PS 70-99
Predicting habitat suitability for invasive species in the Great Lakes: Combining species distribution models and high resolution aquatic variables

Thursday, August 13, 2015
Exhibit Hall, Baltimore Convention Center
Andrew M. Kramer, Odum School of Ecology, University of Georgia, Athens, GA
Marion Wittmann, University of Nevada, Reno, Reno, NV
Gust Annis, The Nature Conservancy, Lansing, MI
William L. Chadderton, The Nature Conservancy, South Bend, IN
Ed Rutherford, NOAA Great Lakes Environmental Research Laboratory, Ann Arbor, MI
Lacey Mason, University of Michigan
David M. Lodge, University of Notre Dame
John M. Drake, Odum School of Ecology, University of Georgia, Athens, GA
Background/Question/Methods

Given the large ecological and economic impacts of invasive species, forecasting risk of invasion by specific species is valuable. A key component of assessing invasion risk is determining whether species can persist if introduced to a novel location. Species distribution models offer an appealing tool to estimate habitat suitability, but invasion defies the model assumption of stationarity in species occurrence. Aquatic species offer an additional challenge because fitting these models depend on environmental covariates with wide coverage, and the readily available covariates don’t include variables measured in aquatic habitats. To most effectively combine available information to forecast habitat suitability for invasive species we first assessed the performance of several species distribution modeling techniques on a suite of five aquatic invasive species. The output of the distribution models was then constrained by new high resolution environmental data from within the Great Lakes to provide a more focused forecast of suitable habitat for five known invaders: golden mussel, killer shrimp, grass carp, hydrilla and northern snakehead.

Results/Conclusions

We compared widely used distribution modeling techniques, including MaxEnt, boosted regression trees, and random forests, with newer approaches, including range-bagging and lobag, and found a tradeoff between accuracy and overfitting. The most accurate models, measured by AUC, also tended to overfit. Range bagging performed well given this tradeoff and has the additional advantage of attempting to fit the species range, rather than separating presence and background points. Maps of suitability in the Great Lakes that combined climatic habitat suitability and within-lake data on benthic temperature, light penetration and aquatic vegetation provided high resolution maps of areas most suitable for each of five known invaders.
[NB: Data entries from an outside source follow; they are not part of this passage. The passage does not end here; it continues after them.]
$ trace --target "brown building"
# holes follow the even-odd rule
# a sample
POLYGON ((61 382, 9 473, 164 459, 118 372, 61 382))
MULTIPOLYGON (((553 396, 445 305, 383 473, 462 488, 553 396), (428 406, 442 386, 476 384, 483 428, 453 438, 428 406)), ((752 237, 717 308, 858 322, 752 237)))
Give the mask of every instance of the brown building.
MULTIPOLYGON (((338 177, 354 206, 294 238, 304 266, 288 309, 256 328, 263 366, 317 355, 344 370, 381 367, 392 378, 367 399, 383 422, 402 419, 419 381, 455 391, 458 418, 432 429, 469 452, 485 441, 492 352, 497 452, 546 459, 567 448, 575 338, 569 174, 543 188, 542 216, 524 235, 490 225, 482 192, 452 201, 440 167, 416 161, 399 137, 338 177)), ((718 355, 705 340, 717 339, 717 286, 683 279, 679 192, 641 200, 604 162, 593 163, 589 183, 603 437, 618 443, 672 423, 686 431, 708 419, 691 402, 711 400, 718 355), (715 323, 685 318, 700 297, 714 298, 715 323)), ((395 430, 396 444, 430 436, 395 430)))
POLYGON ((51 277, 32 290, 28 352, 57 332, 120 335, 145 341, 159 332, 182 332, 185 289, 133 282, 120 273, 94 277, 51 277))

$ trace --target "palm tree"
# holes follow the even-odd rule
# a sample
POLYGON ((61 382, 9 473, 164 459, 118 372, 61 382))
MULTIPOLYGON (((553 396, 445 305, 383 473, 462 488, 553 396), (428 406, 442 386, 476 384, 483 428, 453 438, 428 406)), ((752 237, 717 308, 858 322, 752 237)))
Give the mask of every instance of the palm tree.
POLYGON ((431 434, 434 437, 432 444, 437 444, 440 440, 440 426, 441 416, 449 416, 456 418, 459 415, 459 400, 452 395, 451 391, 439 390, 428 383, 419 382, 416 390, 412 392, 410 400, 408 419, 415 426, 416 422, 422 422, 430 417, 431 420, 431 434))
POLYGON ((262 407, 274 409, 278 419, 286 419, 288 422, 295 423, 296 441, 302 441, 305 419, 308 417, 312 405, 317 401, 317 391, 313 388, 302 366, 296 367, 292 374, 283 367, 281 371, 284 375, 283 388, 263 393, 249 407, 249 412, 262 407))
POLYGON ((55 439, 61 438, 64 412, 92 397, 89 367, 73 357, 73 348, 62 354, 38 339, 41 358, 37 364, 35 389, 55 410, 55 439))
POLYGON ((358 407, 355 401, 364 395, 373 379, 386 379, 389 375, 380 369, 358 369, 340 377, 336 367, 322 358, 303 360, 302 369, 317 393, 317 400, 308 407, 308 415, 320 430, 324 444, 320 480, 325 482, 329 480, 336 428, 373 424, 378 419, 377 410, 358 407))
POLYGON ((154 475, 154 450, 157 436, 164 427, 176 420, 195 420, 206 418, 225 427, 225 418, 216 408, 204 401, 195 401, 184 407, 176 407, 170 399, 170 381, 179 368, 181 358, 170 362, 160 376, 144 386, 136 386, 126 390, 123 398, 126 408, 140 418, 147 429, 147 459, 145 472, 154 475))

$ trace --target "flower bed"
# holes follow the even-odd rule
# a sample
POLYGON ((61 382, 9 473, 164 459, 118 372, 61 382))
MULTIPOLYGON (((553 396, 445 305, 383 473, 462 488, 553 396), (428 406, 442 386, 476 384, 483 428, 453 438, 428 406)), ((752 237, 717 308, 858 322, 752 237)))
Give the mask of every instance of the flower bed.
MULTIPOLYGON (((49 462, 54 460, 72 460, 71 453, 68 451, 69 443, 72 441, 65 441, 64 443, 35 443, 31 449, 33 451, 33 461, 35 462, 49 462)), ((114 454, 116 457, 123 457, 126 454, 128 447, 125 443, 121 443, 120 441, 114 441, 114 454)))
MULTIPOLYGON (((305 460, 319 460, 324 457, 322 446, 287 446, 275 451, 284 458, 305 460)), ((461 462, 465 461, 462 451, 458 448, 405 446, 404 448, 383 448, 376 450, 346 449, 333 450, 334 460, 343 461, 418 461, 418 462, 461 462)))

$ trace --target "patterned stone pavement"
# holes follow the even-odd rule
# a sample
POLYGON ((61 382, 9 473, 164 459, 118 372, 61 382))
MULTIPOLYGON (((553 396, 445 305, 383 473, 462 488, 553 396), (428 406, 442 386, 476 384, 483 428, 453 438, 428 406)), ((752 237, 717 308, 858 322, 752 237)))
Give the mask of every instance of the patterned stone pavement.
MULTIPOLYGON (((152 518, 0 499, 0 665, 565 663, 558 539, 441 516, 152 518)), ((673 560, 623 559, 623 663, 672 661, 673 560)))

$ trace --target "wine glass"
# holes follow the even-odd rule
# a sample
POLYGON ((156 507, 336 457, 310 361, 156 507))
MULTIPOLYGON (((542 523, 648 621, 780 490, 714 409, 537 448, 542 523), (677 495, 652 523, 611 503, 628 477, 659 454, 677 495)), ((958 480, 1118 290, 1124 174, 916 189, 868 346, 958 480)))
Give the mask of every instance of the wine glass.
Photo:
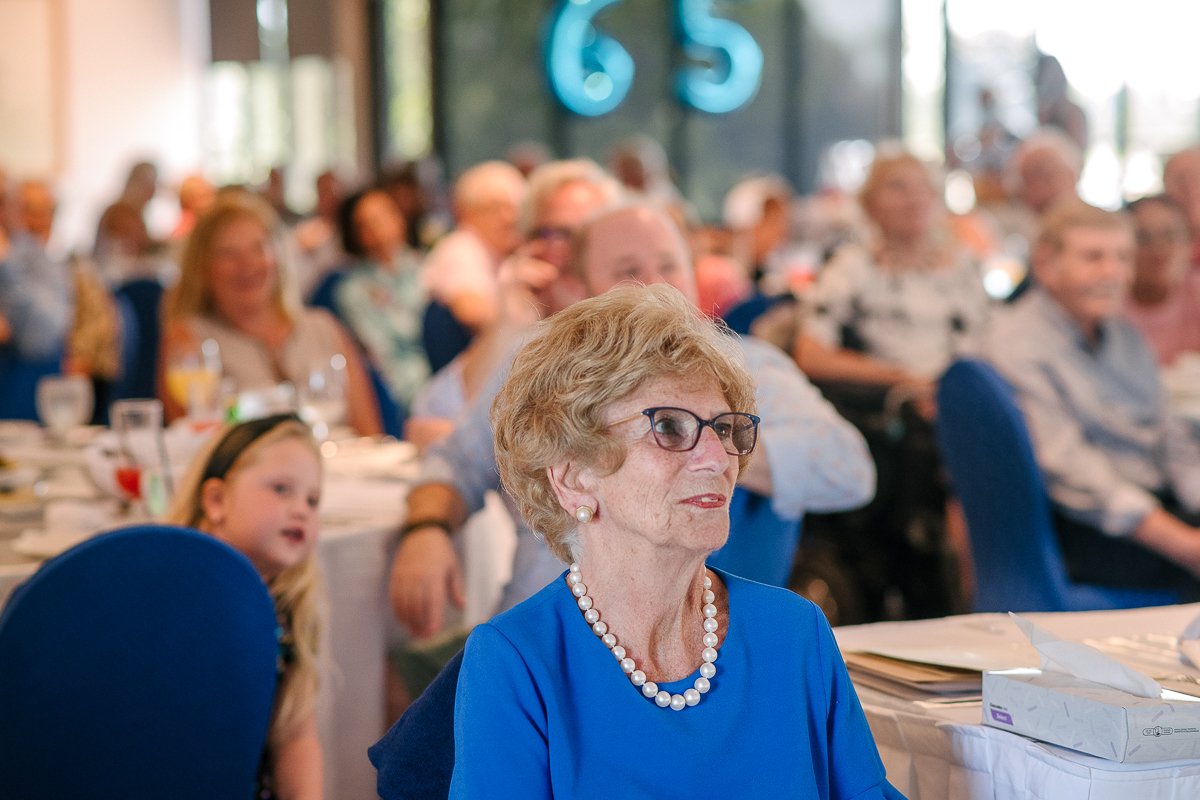
POLYGON ((313 363, 299 395, 300 417, 324 441, 346 417, 346 356, 336 353, 328 361, 320 359, 313 363))
POLYGON ((156 399, 116 401, 110 417, 119 445, 114 468, 116 485, 127 500, 140 501, 150 515, 164 513, 170 494, 170 469, 162 432, 162 403, 156 399))
POLYGON ((37 381, 37 416, 62 441, 91 419, 91 380, 84 375, 47 375, 37 381))
POLYGON ((221 414, 221 348, 216 339, 204 339, 198 348, 175 347, 167 355, 167 392, 194 420, 221 414))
These maps offer higher utility to managers than global-scale niche models. We argue that combining distribution models with the relevant performance characteristics with any additional information on aquatic conditions and species environmental limits most effectively forecasts areas at risk. It also identifies missing information and highlights the importance of collecting aquatic environmental data at high spatial resolutions.